Тютчев: Тайный советник и камергер
Шрифт:
Итак, я предоставляю слово Федору Ивановичу и напоминаю, что 20 мая 1851 года, то есть за полтора месяца до написания первого из этих писем жене, у него родилась внебрачная дочь.
«Что же произошло в твоем сердце, если ты стала сомневаться во мне, если перестала понимать, перестала чувствовать, что ты для меня — всё, и что в сравнении с тобою все остальное — ничто? — Я завтра же, если это будет возможно, выеду к тебе. Не только в Овстуг, я поеду, если это потребуется, хоть в Китай, чтобы узнать у тебя, в самом ли деле ты сомневаешься и не воображаешь ли ты случайно, что я могу жить при наличии такого сомнения? Знаешь, милая моя кисанька, мысль, что ты сомневаешься во мне, заключает в себе нечто такое, что способно свести меня с ума.
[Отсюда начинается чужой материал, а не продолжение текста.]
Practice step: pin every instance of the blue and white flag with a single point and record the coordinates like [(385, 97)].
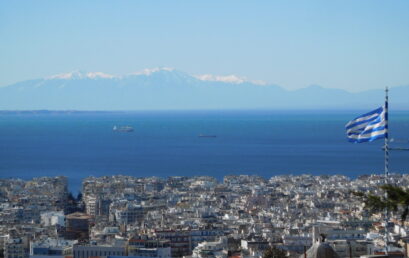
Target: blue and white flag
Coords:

Итак, любовь моя к тебе — лишь вопрос нервов, и ты говоришь мне этот вздор с выражением
Увы, милая моя кисанька, во многом я бывал неправ… Я вел себя глупо, недостойно… По отношению к одной тебе я никогда не был неправ, и это по той простой причине, что для меня совершенно невозможно быть неправым по отношению к тебе…
Итак, я отправляюсь в дорогу — и самым кратчайшим путем… Мне не терпится позавтракать с тобою у тебя на балконе… <…>
До свидания, милая моя кисанька. Твой бедный старик — старик, очень нелепый; но еще вернее то, что он любит тебя больше всего на свете»{213}.
Через одиннадцать дней Тютчев вновь возвращается к теме разлуки.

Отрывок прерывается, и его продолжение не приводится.